Are you a science buff with a social warrior heart? Humanosphere believes that the best stories can come from the most unlikely of places. They are on the search for writers who have great research skills but also are able to stand their ground. Humanosphere loves stories that focus on the environment, education, and gender equality.
They don’t shy away from funny, provocative, or even snarky humor. Pieces can range anywhere between 500 to 2,500 words and payment is based on the assignment.
Popular Science has been around since the late 1800’s. Nope, that isn’t a typo. They cover everything from emerging technologies, automobiles, photography, and space, just to name a few.
Their goal is to provide readers with information on how certain technologies work and how those technologies directly benefit the reader. They look for stories that have strong storytelling, humor, human interest, and anecdotes. Pay for each piece is agreed upon per submission.

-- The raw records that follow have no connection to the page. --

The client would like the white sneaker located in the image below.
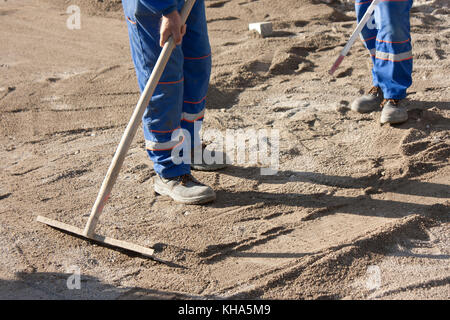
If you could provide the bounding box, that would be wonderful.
[153,174,216,204]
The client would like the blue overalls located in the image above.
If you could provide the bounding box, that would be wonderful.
[122,0,211,178]
[355,0,413,99]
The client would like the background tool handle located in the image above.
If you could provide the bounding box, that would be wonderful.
[328,0,381,75]
[83,0,195,238]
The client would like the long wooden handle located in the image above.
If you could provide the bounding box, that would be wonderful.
[83,0,195,238]
[328,0,380,75]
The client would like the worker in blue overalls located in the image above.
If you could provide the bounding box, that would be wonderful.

From genetics to geology, Science covers a wide range of science topics as well as policy. It also covers issues that are of importance to the scientific community, such as technology, engineering, and even sexual harassment. They strive to include quotes from women and individuals of color within their news briefs, trend stories, features, and news analysis articles.
While the rate of pay depends on experience level, most pieces pay per word.
The submission process for the Smithsonain is pretty straightforward. There is an easy to fill out form that gets sent directly to the magazine’s editors. While they are sure to get a large volume of submissions, this would be a great publication to add to your resume.
You can choose to send a submission to the following sections: history, science, arts, travel, and innovation.
There You Go!
At this point you should hopefully have a better understanding of what it takes to get a science writer job. Whether you are already a full time freelancer or professional looking to expand your income and professional standing through writing.